Luxe Gallery
53 Stanton Street, 212-582-4425
East Village / Lower East Side
April 5 - May 3, 2009
Reception: Sunday, April 5, 6 - 8 PM
Web Site
LUXE GALLERY is pleased to present “MIRRORSTERIA” by Australia-born, New York–based artist Jeff Gibson.
Since the mid-1980s, Gibson’s artwork has straddled many forms and contexts—painting, photography, video, posters, banners, and books for gallery and public spaces. Similarly, it has drawn on a variety of cultural fields and art-historical precedents—mass media, advertising, and graphic design via the critical and presentational strategies of Dada, Pop, Minimalism, and Conceptualism. An aesthetic and intellectual study in contrast and contingency, Gibson’s practice is fundamentally inclusive and combinatory.
For this exhibition the artist presents an installation consisting of two photographic murals—one abstract, one representational, both overlaid with upside-down text—adhered directly to opposing walls of the gallery. Floor-bound mirrors abut the walls, doubling the imagery in an illusory subterranean space and correcting the inverted typography. Assuming the tone and language of quack psychology, the texts describe certain behavioral tendencies that bind the individual to the collective. In concert with the imagery, they invite reflection on the psychosocial dimension of in/voluntary imitation.

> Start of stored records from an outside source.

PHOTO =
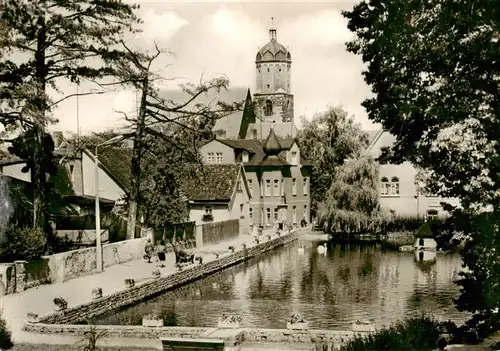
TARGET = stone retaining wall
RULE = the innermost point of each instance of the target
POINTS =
(335, 337)
(145, 290)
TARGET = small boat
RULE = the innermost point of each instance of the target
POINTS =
(322, 249)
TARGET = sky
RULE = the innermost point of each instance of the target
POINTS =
(208, 39)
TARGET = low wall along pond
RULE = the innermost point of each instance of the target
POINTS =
(60, 267)
(65, 321)
(141, 291)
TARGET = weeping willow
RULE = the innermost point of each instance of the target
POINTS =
(351, 204)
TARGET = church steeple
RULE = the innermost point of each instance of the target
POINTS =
(272, 30)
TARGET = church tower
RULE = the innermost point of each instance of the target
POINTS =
(273, 100)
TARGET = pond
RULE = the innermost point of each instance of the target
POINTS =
(331, 291)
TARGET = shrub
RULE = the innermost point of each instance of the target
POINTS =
(5, 336)
(22, 244)
(419, 333)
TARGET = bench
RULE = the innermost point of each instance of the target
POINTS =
(180, 344)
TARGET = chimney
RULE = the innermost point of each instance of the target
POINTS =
(58, 138)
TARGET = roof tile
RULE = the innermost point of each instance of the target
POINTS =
(212, 183)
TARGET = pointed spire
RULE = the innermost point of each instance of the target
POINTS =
(272, 30)
(272, 145)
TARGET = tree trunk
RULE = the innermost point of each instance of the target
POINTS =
(38, 176)
(135, 168)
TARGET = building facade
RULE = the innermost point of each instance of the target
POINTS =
(219, 193)
(278, 178)
(400, 190)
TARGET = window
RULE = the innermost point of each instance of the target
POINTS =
(244, 157)
(268, 110)
(211, 157)
(276, 187)
(384, 186)
(208, 216)
(219, 157)
(395, 186)
(432, 214)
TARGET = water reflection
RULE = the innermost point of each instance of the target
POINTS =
(350, 282)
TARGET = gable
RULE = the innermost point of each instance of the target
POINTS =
(216, 146)
(213, 182)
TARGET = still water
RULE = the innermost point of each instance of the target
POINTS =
(331, 291)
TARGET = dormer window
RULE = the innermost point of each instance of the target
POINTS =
(268, 110)
(244, 157)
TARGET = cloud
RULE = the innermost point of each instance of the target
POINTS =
(223, 40)
(161, 26)
(323, 28)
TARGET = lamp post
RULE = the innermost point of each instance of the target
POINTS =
(417, 197)
(98, 242)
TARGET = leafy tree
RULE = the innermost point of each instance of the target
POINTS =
(22, 243)
(351, 204)
(326, 140)
(434, 70)
(158, 117)
(53, 40)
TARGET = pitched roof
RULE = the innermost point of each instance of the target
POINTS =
(272, 145)
(274, 160)
(287, 143)
(213, 182)
(116, 162)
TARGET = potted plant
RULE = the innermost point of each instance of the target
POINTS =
(296, 322)
(229, 321)
(152, 320)
(61, 303)
(32, 317)
(96, 293)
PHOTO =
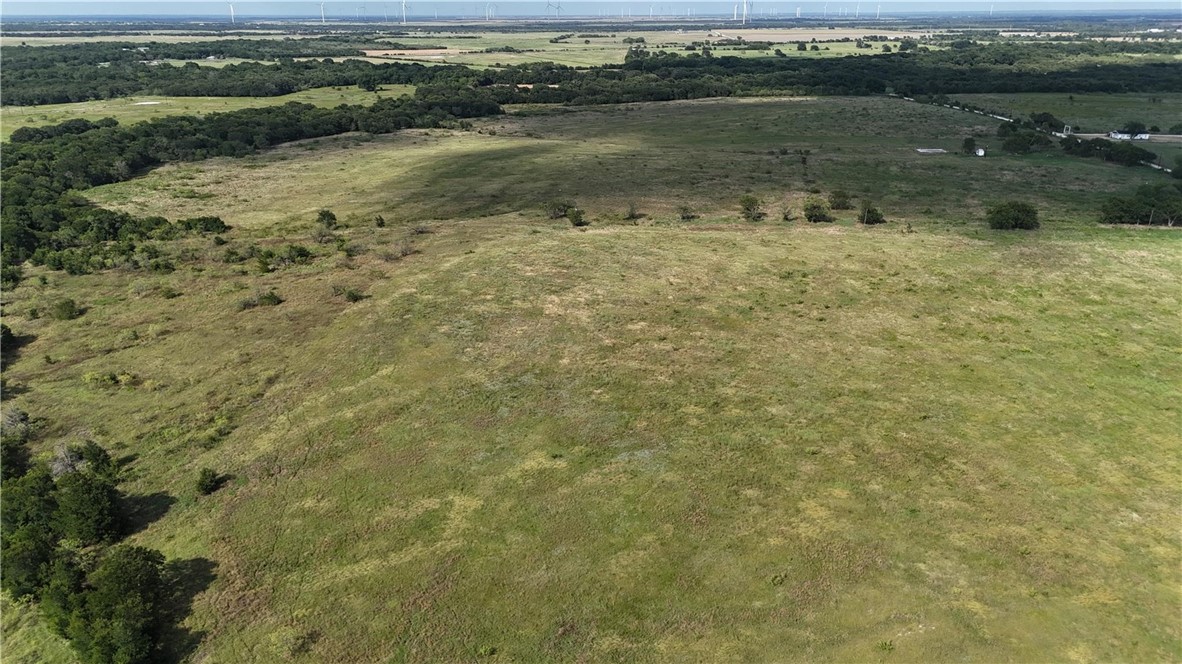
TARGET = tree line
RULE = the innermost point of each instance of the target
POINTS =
(44, 219)
(644, 76)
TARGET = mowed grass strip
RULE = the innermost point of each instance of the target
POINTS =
(667, 442)
(655, 443)
(700, 154)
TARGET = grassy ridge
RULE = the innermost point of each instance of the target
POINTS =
(1090, 114)
(703, 154)
(668, 442)
(130, 110)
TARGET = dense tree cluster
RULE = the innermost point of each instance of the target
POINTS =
(46, 221)
(1151, 204)
(644, 76)
(1118, 151)
(56, 84)
(58, 519)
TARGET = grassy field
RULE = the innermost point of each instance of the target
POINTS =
(654, 441)
(703, 154)
(14, 38)
(130, 110)
(610, 49)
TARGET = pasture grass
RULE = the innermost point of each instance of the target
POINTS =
(657, 441)
(1089, 112)
(130, 110)
(701, 154)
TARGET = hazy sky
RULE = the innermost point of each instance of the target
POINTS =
(376, 10)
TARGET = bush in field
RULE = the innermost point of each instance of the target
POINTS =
(65, 310)
(326, 220)
(817, 209)
(208, 481)
(840, 200)
(752, 208)
(1012, 215)
(267, 299)
(577, 217)
(558, 209)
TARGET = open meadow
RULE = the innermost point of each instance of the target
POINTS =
(679, 437)
(702, 154)
(593, 47)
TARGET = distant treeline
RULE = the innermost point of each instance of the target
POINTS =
(57, 84)
(93, 53)
(644, 76)
(43, 217)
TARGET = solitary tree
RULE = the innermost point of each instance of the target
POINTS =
(870, 214)
(326, 219)
(840, 200)
(817, 209)
(752, 208)
(1012, 215)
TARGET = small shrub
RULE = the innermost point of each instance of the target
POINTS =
(870, 214)
(558, 209)
(65, 310)
(1012, 215)
(99, 379)
(267, 299)
(817, 209)
(751, 208)
(578, 219)
(208, 481)
(323, 236)
(840, 200)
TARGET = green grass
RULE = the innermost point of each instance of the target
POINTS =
(703, 154)
(1090, 112)
(130, 110)
(593, 51)
(667, 442)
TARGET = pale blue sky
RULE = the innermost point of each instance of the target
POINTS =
(376, 10)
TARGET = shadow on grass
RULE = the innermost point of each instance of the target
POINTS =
(186, 579)
(144, 510)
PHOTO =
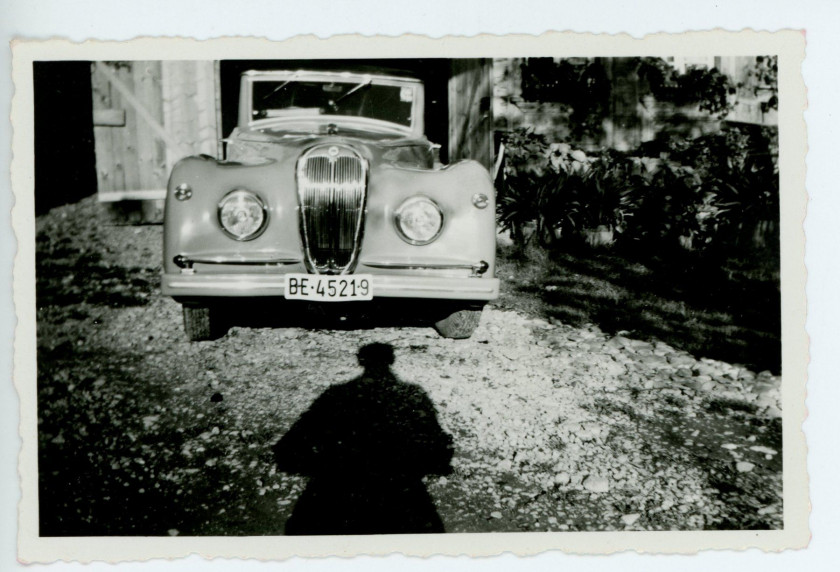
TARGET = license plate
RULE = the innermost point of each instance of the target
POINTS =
(329, 288)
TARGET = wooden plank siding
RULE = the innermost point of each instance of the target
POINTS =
(470, 111)
(169, 111)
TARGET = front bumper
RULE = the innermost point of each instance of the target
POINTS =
(384, 286)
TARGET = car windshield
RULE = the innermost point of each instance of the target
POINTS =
(359, 97)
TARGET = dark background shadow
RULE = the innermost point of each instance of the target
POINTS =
(365, 446)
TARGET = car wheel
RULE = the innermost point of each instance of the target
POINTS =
(202, 323)
(460, 324)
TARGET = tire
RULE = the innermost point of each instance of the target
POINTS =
(460, 324)
(202, 323)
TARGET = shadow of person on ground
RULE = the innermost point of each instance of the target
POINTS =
(365, 445)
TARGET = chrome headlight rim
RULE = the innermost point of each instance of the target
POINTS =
(398, 223)
(251, 194)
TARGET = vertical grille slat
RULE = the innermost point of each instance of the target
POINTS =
(332, 189)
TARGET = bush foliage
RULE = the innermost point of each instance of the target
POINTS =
(714, 191)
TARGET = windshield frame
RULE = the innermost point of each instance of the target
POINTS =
(246, 121)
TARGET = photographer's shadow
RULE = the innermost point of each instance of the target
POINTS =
(365, 446)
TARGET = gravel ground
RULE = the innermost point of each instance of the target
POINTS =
(554, 428)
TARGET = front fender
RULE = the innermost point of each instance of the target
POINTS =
(469, 233)
(192, 226)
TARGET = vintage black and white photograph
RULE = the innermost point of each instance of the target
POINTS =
(409, 295)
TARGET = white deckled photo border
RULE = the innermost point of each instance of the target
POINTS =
(790, 48)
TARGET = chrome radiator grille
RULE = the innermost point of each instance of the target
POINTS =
(332, 185)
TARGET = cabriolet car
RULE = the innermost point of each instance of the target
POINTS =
(329, 192)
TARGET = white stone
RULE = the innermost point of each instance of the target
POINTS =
(630, 519)
(596, 484)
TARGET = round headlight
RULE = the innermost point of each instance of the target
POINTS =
(242, 214)
(419, 220)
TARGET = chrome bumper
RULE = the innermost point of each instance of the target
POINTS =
(384, 286)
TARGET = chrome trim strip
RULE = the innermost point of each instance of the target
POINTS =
(386, 288)
(185, 261)
(477, 269)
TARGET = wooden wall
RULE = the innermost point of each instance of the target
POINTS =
(148, 115)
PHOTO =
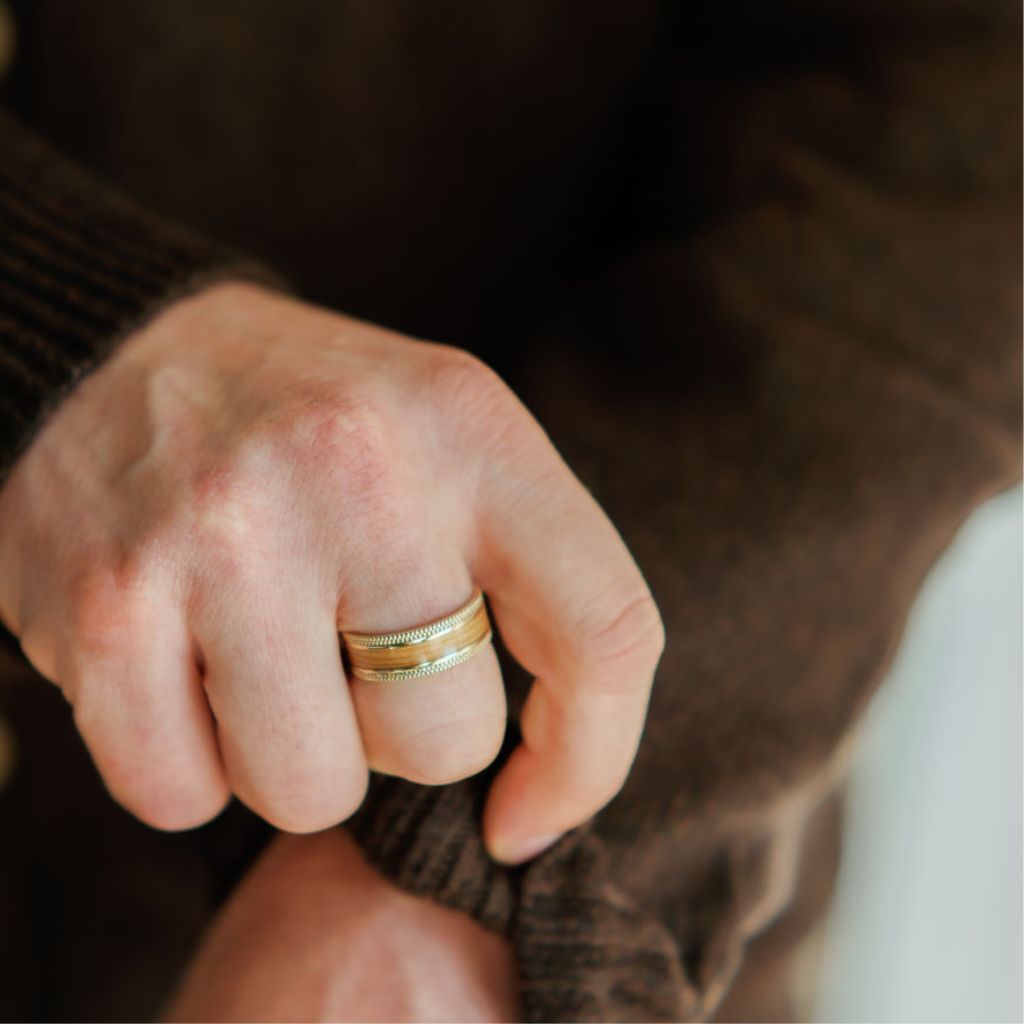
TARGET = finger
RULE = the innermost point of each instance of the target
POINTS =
(139, 706)
(574, 610)
(274, 681)
(436, 728)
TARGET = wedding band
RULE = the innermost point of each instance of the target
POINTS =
(423, 650)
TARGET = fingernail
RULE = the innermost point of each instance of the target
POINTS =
(526, 849)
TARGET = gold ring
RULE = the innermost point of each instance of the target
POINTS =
(423, 650)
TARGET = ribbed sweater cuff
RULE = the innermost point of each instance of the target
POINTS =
(80, 268)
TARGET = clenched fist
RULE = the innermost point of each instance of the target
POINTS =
(246, 476)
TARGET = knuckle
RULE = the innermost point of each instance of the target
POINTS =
(310, 801)
(453, 751)
(344, 435)
(171, 810)
(629, 633)
(470, 395)
(154, 784)
(589, 794)
(101, 611)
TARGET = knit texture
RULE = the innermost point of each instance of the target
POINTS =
(756, 267)
(80, 267)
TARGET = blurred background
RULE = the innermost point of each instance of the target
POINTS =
(927, 922)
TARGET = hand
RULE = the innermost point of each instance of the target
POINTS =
(246, 474)
(313, 934)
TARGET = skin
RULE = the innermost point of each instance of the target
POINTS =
(248, 474)
(314, 934)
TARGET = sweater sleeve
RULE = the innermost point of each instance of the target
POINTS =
(788, 389)
(80, 267)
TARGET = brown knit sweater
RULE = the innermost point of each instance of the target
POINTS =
(755, 266)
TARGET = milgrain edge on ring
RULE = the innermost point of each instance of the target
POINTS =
(422, 650)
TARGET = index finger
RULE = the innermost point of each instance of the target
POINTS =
(573, 609)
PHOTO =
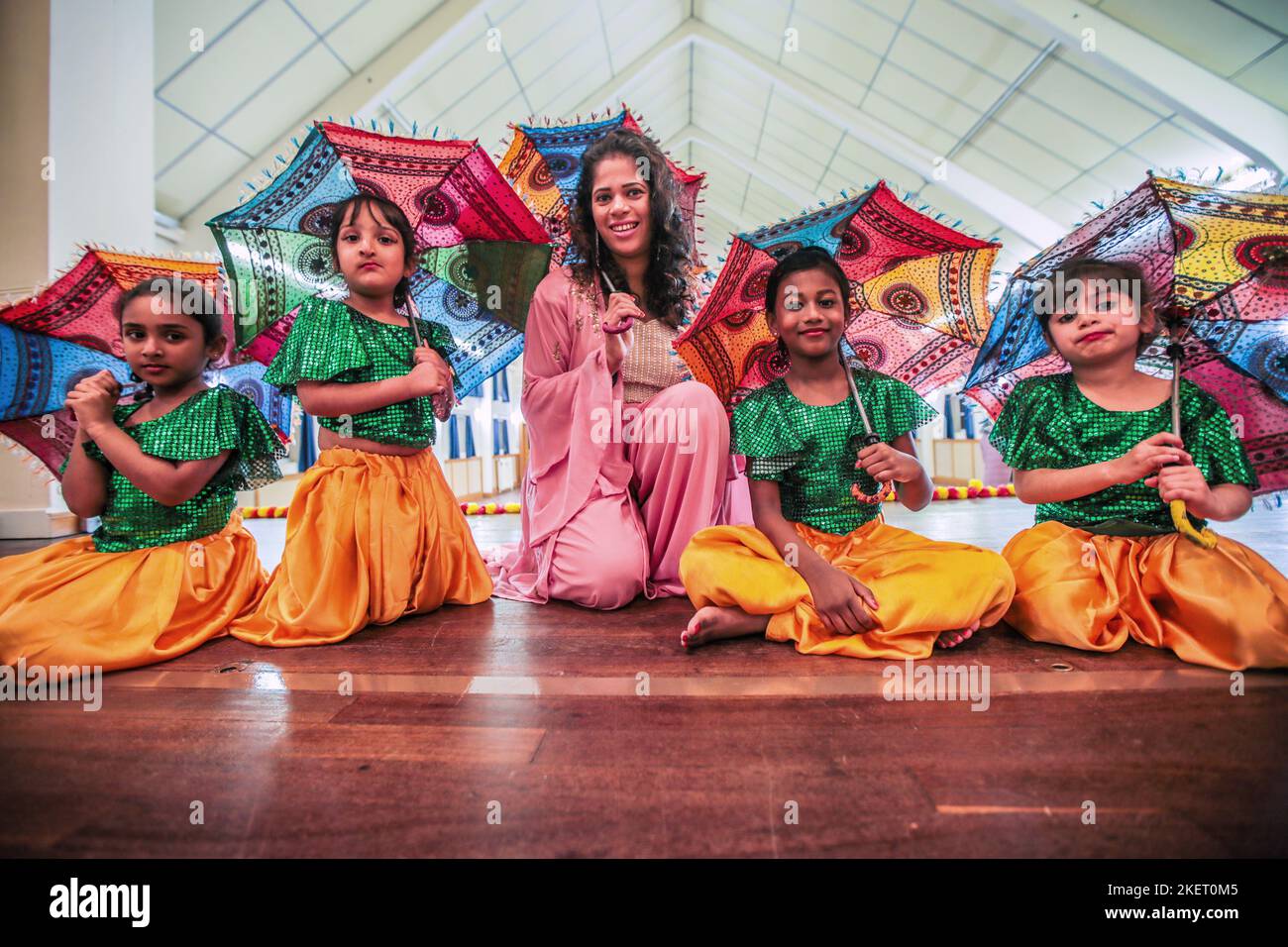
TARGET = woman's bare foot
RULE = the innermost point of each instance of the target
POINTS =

This particular body of work takes a leaf from each of my two most recent artist’s books: dupe: a partial compendium of everyday delusions (a dictionary of quasi-clinical art-world pathologies; sincere, if sardonic) and Sarsaparilla to Sorcery (a picture book exploring pareidolic transference between highly allusive abstract photographic images and taxonomical illustrations swiped from old encyclopedia Britannica). Combining psychologistic text with Rorschach abstraction and meta-figurative imagery in an installation that literally mirrors its own form and content, this work operates at the intersection of knowledge, perception, and subjectivity.
—Jeff Gibson
In Jeffrey Kastner’s words:
Gibson likes to tinker with the order of things, to get inside systems to see how they work and, if possible, leave a little theoretical monkey wrench as a calling card. Dismantling and reassembling the raw materials he extracts from various informational schemata, his projects give physical substance to thought experiments designed to unsettle the normative ways in which context collaborates with image to produce meaning.
From “Trick of the I: Observation and Invention in Jeff Gibson’s Sarsaparilla to Sorcery” (SUNY Binghamton, 2007).
An artist, occasional critic, and former senior editor of Art & Text magazine, Jeff Gibson moved to New York in 1998 to work for Artforum, where he is currently managing editor. This will be Gibson’s debut show with Luxe Gallery.